Wo ist Gott? Wo können wir ihn erfahren? Ist er in unserer Welt wirksam? Warum greift er nicht ein, wenn Menschen sich bekämpfen, wenn großes Unrecht geschieht? Wenn Naturkatastrophen menschliche Existenzen vernichten? Wenn Krankheiten Menschen unfähig machen, menschenwürdig zu leben? Wo ist Gott in meinem Leben? Spüre ich seine Anwesenheit, sein Wirken?
Das sind uralte Fragen, die immer wieder auftauchen und mit denen Menschen immer wieder ringen müssen. Das hängt mit unseren Vorstellungen von Gott zusammen. Lange Zeit war Gott eine Art Lückenbüßer: Wo Dinge geschahen, für die wir keine Erklärung hatten, wo also Lücken in unserem Wissen waren, wurden sie sozusagen mit Gott gestopft die: z.B. Blitz, Donner, Gewitter. Naturkatastrophen, Epidemien wurden sogar als eine Strafe Gottes interpretiert. Die Wissenschaft aber konnte immer mehr die natürlichen Ursachen für diese Dinge entdecken und erklären, die natürlichen Gesetzmäßigkeiten. Das war also nicht Gott. So geriet Gott immer mehr auf den Hintergrund. Die Menschen hatten immer weniger das Gefühl, dass Gott aktiv ist.
Heute haben wir eine andere Vorstellung von Gott. Gott greift nicht direkt in die natürlichen Gesetze, die er selbst bestimmt hat, ein. Er setzt sie nicht außer Kraft. Das würde nur Chaos in der Welt verursachen. Aber Gott ist trotzdem wirksam, greift in unser Leben ein - sei es auf eine andere, weniger spektakuläre Weise. Das sagen z.B. die beiden heutigen biblischen Lesungen in einer reichen Bildsprache.
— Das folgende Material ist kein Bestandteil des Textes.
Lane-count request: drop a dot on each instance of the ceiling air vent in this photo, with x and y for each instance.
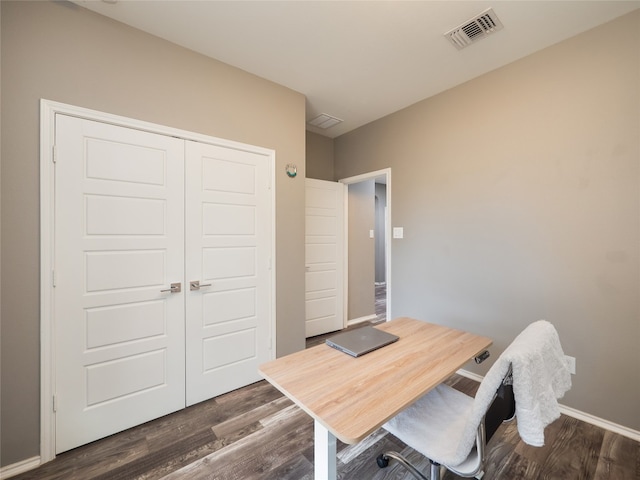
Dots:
(474, 29)
(324, 121)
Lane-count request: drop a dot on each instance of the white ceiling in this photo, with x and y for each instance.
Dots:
(359, 60)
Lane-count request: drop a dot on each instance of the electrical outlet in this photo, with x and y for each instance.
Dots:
(571, 363)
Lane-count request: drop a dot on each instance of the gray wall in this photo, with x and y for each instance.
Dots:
(62, 52)
(519, 196)
(361, 301)
(319, 157)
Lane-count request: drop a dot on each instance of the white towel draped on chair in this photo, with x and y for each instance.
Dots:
(443, 424)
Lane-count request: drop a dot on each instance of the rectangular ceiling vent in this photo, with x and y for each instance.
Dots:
(474, 29)
(324, 121)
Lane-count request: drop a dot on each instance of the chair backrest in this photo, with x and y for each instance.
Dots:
(502, 408)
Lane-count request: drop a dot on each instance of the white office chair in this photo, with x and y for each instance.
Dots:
(452, 429)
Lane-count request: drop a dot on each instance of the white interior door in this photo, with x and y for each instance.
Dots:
(228, 236)
(119, 332)
(324, 257)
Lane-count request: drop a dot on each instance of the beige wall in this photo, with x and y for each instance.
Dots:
(361, 271)
(319, 157)
(62, 52)
(519, 197)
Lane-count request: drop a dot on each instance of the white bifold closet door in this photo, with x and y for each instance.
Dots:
(228, 218)
(137, 213)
In der ersten Lesung sagt der Prophet Jesaja, dass das Sprechen Gottes zu vergleichen ist mit Regen oder Schnee die vom Himmel fallen. Sie kehren nicht wieder dorthin zurück, ohne dass sie etwas bewirken: Sie durchfeuchten die Erde und machen sie fruchtbar, sodass sie Korn für das tägliche Brot hervorbringt und Saatgut für eine neue Ernte. „Genauso bewirkt Gottes Wort etwas“, sagt der Prophet.
Jesus sagt etwas Ähnliches: Gott streut sein Wort aus wie ein Bauer den Samen. Nicht jedes Korn keimt und bringt Frucht. Wir überhören viele Worte der Bibel, in denen Gott spricht. Trotzdem geschieht es immer wieder, dass wir Worte, die wir schon so oft gehört haben, uns plötzlich innerlich berühren, ergreifen, ins uns etwas bewirken, ja uns innerlich verändern. Gott spricht durch die Worte der Bibel, durch die Schönheit der Natur, durch ein gutes Buch, durch die Worte und die Lebensweise von Jesus, durch andere Menschen, die uns über ihre Glaubenserfahrungen erzählen... So wirkt Gott in unserem Leben, kann hier etwas bewirken.
Oft fallen seine Wort bei uns auf harten Boden, können nicht in uns eindringen. Wir sind ‚hartherzig’, wir verschließen unser Herz.
Oft sind wir nur mit den Sorgen des Alltags beschäftigt oder mit vielen anderen Dingen, die uns so wichtig erscheinen, dass wir für Gottes Wort keine Zeit und kein Interesse haben. Es sind Dornen, die die Samenkörner ersticken.
Wenn Gottes Worte aber bei mir auf guten Boden fallen, wenn ich für sie offen bin, wenn sie mich betroffen machen, mein Herz berühren, dann können sie Wunder wirken. Sie machen aus mir einen anderen Menschen, der aus der Tiefe lebt: aus einer Glaubens- und Gottesbeziehung, die sich über viele Schwierigkeiten und Enttäuschungen hinwegsetzt. Gott kann dann sogar - durch mich - wirken, handeln, andere trösten, stärken, heilen, anderen Hoffnung machen. Es entsteht eine wirkliche Glaubensgemeinschaft, ein Stückchen Reich Gottes. Hier und dort geht die Saat auf und bringt Frucht, dreißig-, sechzig-, hundertfach.
Das Gleichnis, das Jesus uns hier erzählt, ist ein Gleichnis wider die Resignation. Es ist eine Aufforderung an uns, auf Gott zu hören und danach zu handeln. Dann wird unsere kleine Welt ein Stückchen besser und schöner. Dort entsteht mehr Leben. Gott bewirkt etwas - in und durch uns.